Rabelais tematizou as descobertas, enquanto More dispusera, no centro de sua obra, o lusitano Rafael Hythlodaemus, sobrenome que se traduz como “narrador de histórias fantásticas”.

O autor tinha bebido nas fontes da oralidade para compor Pantagruel (1532). Além disso, recorreu ao antigo poeta Luciano, a sermões da Idade Média Tardia, a uma edição de contos populares e a notícias referentes às terras novas, de maneira que uma de suas personagens chama-se Pietre Álvares, enviando ao capitão-mor da armada portuguesa que navegou para o Brasil. A história escrita antes, mas publicada depois – Gargantua (1534) – já se afastou das tradições orais; resultava numa linguagem mais permeável ao academicismo.

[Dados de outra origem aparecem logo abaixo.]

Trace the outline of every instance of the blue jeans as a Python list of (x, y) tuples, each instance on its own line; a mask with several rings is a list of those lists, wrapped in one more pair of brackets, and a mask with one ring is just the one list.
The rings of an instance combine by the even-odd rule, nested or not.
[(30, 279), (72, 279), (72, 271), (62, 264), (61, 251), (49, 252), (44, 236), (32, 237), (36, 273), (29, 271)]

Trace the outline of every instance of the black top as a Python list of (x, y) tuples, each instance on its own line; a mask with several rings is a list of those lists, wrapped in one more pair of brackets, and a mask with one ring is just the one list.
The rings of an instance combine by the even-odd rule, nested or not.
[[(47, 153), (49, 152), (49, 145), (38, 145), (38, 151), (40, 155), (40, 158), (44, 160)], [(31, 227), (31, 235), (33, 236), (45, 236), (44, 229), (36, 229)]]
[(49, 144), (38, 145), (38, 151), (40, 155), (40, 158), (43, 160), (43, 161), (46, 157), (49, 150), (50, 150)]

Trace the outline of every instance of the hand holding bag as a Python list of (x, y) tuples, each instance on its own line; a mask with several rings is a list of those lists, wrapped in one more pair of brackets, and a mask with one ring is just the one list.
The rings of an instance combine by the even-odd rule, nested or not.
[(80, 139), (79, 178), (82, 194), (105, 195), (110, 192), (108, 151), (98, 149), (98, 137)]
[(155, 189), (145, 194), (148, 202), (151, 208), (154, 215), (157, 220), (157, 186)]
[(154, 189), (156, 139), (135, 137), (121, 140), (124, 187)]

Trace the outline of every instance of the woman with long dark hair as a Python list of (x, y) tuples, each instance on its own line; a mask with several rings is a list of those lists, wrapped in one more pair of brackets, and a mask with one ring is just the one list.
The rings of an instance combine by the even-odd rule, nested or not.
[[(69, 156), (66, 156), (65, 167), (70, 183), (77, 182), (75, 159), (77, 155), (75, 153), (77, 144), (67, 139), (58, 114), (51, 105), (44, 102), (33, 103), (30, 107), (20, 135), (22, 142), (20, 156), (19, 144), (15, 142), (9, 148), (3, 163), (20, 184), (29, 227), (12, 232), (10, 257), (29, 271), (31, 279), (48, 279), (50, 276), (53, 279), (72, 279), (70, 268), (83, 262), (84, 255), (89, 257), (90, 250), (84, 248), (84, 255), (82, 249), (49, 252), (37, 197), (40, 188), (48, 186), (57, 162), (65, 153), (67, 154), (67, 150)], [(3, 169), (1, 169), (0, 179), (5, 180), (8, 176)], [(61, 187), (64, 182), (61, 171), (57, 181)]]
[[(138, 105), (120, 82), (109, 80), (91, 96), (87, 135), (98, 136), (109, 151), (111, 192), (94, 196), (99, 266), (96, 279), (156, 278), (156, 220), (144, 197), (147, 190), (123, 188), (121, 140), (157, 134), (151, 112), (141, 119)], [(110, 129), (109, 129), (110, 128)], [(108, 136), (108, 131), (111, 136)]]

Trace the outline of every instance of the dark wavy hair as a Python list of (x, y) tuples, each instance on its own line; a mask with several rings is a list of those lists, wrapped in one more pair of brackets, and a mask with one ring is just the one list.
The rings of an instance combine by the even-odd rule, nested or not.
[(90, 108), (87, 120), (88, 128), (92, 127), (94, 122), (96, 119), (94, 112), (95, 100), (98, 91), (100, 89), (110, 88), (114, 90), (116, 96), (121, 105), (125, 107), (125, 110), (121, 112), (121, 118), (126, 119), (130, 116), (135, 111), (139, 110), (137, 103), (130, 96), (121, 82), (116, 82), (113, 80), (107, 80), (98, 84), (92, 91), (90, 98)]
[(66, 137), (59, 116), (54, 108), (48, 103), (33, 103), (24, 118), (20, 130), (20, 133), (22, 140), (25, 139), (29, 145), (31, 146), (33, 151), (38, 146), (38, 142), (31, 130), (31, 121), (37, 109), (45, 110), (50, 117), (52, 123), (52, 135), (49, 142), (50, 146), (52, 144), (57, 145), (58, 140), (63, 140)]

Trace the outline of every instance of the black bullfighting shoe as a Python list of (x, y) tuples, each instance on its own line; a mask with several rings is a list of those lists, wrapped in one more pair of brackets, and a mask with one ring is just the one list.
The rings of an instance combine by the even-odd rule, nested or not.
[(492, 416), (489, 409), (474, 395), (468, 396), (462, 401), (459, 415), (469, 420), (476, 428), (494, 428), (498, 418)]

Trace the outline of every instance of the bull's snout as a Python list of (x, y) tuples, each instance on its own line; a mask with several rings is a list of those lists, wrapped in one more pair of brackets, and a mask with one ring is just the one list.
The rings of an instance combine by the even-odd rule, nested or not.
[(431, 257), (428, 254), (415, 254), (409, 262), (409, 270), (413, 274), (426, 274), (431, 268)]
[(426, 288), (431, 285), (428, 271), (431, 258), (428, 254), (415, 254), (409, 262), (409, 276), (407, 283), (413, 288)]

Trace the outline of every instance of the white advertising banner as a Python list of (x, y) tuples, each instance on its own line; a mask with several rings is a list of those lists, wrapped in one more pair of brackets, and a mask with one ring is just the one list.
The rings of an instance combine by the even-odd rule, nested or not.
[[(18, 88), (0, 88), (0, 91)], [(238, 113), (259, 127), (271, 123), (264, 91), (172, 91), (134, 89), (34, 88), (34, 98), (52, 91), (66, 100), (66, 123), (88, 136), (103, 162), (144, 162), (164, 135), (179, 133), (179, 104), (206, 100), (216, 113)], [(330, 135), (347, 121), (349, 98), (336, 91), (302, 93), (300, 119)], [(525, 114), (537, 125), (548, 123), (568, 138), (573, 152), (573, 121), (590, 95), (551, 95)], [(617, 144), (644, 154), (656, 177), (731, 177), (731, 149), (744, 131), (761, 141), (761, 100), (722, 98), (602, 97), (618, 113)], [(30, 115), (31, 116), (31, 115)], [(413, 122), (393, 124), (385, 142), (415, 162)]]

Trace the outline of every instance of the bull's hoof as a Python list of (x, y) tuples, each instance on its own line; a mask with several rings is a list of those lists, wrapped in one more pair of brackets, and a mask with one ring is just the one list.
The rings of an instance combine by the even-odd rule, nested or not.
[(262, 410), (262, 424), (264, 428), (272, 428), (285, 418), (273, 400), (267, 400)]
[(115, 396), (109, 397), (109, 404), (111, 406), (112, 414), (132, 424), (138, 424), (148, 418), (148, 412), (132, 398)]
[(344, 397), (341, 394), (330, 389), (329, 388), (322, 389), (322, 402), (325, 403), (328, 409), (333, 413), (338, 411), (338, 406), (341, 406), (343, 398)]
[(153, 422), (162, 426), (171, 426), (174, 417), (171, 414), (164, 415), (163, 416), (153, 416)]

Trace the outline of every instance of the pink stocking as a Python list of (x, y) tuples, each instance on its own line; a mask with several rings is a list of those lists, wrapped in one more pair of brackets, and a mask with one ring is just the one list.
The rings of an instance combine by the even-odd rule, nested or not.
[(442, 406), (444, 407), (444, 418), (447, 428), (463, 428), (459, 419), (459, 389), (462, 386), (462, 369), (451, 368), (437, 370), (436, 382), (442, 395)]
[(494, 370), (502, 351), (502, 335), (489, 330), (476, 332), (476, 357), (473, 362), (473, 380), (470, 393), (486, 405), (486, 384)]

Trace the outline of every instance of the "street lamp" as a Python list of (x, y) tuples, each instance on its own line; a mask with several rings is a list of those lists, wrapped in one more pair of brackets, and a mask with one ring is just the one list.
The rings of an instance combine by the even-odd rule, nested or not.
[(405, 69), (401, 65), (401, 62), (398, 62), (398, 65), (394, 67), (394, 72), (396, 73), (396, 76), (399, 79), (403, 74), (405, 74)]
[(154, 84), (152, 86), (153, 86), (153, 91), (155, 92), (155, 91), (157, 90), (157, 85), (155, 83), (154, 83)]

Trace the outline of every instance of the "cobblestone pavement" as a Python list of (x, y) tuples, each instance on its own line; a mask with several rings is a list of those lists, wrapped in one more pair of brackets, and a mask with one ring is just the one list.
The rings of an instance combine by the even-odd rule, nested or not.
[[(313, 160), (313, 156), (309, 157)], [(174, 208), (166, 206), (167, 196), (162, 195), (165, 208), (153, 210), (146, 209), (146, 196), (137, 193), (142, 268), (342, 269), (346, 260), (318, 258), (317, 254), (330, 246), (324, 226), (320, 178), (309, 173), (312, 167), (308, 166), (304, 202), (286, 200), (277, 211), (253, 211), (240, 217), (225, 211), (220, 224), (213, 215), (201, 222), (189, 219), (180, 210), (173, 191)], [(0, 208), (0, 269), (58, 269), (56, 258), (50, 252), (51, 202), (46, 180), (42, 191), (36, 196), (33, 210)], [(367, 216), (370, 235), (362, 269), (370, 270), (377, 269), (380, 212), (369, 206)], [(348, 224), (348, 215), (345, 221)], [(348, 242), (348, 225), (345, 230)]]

Vivendo no quadro artístico do ocaso medieval, Rabelais procurava um caminho oposto à moldura cosmológica e religiosa de sua época. Não quer dizer que tivesse um enquadramento anticristão, mesmo ao expressar a vitória da natureza e a dinâmica da corporalidade. Isso vem fortalecer a provocação de Arnold Hauser e dos medievalistas ao estudo das inter-relações medievo-renascentistas, possibilitando questionar o freqüente argumento sobre a “origem” do indivíduo na moderna Renascença.

As criaturas rabelaiseanas gozaram de maior liberdade em seus desejos, instintos e reflexões do que aquelas imaginadas nos períodos antecedentes. Não constitui um caso de simples resolução, todavia, que se distingam como mais individuais em virtude dessas prerrogativas. O caráter unitário do cosmos imaginado pelo cristianismo, e a conservação figural do mundano “na sentença divina, conduziam para uma permanência muito forte e indestrutível do pessoal, o que pode ser demonstrado com maior nitidez em Dante, mas também aparece em outros casos; é justamente isto que agora está em perigo” (AUERBACH, 1971, p. 238).

A cultura popular e o humor, revelados pelo escritor francês, uniam-se a uma concepção do ser humano

libertada dos conceitos emoldurantes cristão e estamentais da Idade Média. Mas nem por isso ele cabe na moldura dos conceitos antigos; a Antigüidade significa para ele libertação e ampliação do horizonte, mas nunca uma nova limitação ou compromisso; nada está mais longe dele do que a antiga divisão dos gêneros estilísticos, que levou na Itália, já no seu tempo e logo mais, na França, ao purismo e ao ‘classicismo’. Para ele, não há medida estética; tudo casa com tudo (AUERBACH, 1971, p. 238-239).

Ocorre que a noção de haver um afastamento entre o cenário da mimese e as representações encenadas fazia com que os objetos se tornassem dignos de serem conhecidos ou questionados. Esse vinco, ao mesmo tempo em que “impossibilita a atuação prática sobre o mundo, admite pensar-se sobre ele, experimentar-se a si próprio nele. Mas, se só a distância

quanto às representações caracterizasse a mimesis, ela se confundiria com o esforço de interpretá-lo analiticamente” (COSTA LIMA, 1981, p. 231).

Enquanto a narrativa ficcional se incrementava, o fictício se constituía sob a forma de um ato negador do imaginário que, ao mesmo tempo, não impedia seu desvelamento na materialidade textual das obras de ficção. Daí que seja necessário examinar com maior cuidado tais conceitos, a fim de distinguir a presença do imaginário na poética latina. Neste trabalho, a idéia de hegemonia nem aguarda exemplos e vai convocando a imagem duma única matriz impressora, no duro esforço para reproduzir as mais diversas xilogravuras.